Showing posts with label Acute Illness. Show all posts
Showing posts with label Acute Illness. Show all posts

Friday, April 19, 2013

Sick Upon Sick






It sucks to be acutely ill on top of having a chronic illness.

But it is also in some ways liberating in that, you are, in some ways, in the same position as someone who isn’t chronically ill.  You get a cold or a cough or a sore throat (or all of the above) and you go to the doctor.  You can easily point out what’s wrong.  And usually doctors can usually pretty quickly figure out what’s going on. 

It can be very complicated, and yet, it can be so uncomplicated. 

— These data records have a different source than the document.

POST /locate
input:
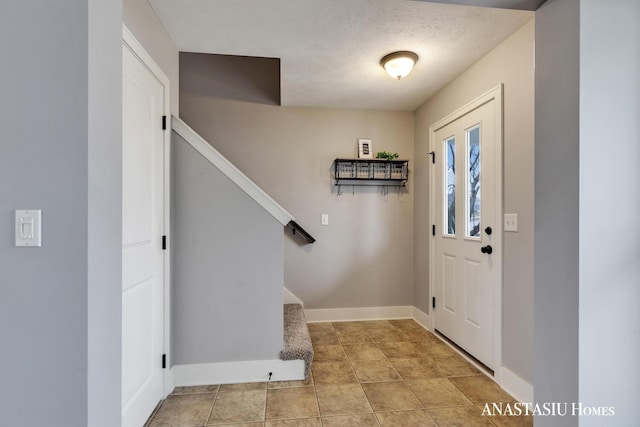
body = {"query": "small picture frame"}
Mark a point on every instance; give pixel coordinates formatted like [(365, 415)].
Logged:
[(365, 149)]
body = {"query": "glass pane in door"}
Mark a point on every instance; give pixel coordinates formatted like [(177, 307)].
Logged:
[(450, 186), (472, 222)]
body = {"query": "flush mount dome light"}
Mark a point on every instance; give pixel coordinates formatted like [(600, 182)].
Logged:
[(399, 64)]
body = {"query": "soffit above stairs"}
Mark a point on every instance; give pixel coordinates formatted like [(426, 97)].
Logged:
[(330, 50)]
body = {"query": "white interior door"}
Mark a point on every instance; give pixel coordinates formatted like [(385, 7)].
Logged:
[(142, 230), (466, 257)]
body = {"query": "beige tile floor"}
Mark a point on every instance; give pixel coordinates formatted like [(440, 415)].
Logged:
[(376, 373)]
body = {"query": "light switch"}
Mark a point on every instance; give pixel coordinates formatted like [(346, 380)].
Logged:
[(28, 228), (511, 222)]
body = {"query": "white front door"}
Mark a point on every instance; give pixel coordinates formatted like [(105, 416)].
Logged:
[(467, 240), (142, 230)]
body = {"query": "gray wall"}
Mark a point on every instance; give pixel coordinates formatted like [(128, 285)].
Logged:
[(609, 260), (144, 24), (228, 267), (60, 152), (557, 205), (364, 257), (587, 200), (510, 63)]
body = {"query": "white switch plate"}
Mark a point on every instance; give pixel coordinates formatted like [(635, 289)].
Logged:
[(28, 228), (511, 222)]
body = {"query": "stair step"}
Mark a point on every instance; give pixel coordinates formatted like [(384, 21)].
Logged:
[(297, 342)]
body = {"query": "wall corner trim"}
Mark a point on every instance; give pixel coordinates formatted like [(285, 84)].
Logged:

Diagnosing the cold, flu, sinus infection, strep throat, and many other acute conditions, is so much easier than diagnosing illnesses like lupus and rheumatoid arthritis.

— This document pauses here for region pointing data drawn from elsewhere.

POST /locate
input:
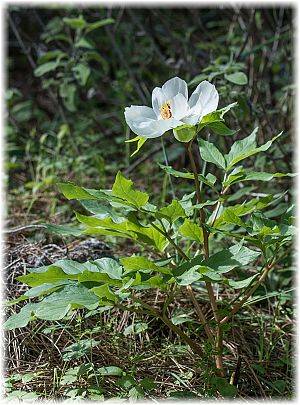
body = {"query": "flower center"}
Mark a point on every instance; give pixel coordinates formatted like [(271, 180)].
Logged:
[(165, 110)]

You leave the doctor with a plan, usually a rather simple one, and you feel better in a few days.

None of this try this awful treatment and it may or may not work.  Or it might pose a risk to your future children, but that’s just pennies in the grand scheme of things.

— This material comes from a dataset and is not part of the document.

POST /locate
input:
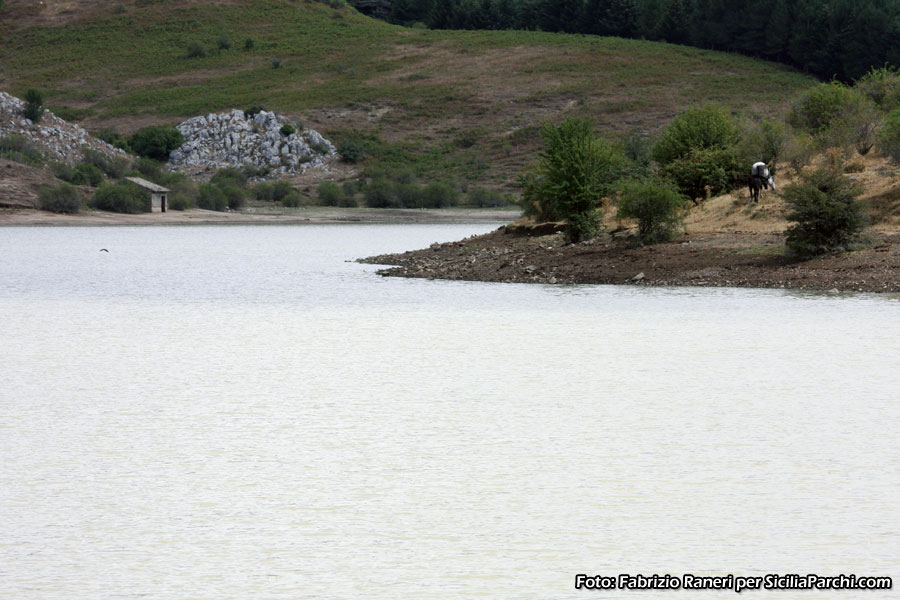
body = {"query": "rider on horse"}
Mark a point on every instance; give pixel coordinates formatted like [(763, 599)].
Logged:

I am sick of being complicated. 

Sick of being sick.

Sick upon sick of being sick.

I wish every doctor’s appointment was in and out just like that.  But those are the exceptions rather than the rule. 

And obviously, being chronically ill and acutely ill could mean that you are in danger of getting really sick from something that would only be a blip on the radar of a healthy person. 

And in reality, what would take a “normal”, healthy person two days to get over, took me over a week.

A cold is just a cold, but you have to be super-vigilant to make sure that it doesn’t morph into something worse.

It’s annoying when your system just can’t seem to shake something off.  It lingers.  It’s like enough already. 

You just want it to be gone, but then, even when you’ve been restored to your previous state of health, you aren’t healthy.  It’s great that you can be “cured” of acute ailments, but many ailments remain.  So unlike “normal”, healthy people, you continue to go to the doctor even once you are “well”, or at least, not acutely ill. 
 
And I do worry that when I go to student health for things like this, that they don’t understand how important it is to consider the whole picture.  It might work for healthy people to look at each acute health issue as being in isolation of everything else.  But for those of us who are chronically ill, it’s important that our usual health issues are considered when treating something acute.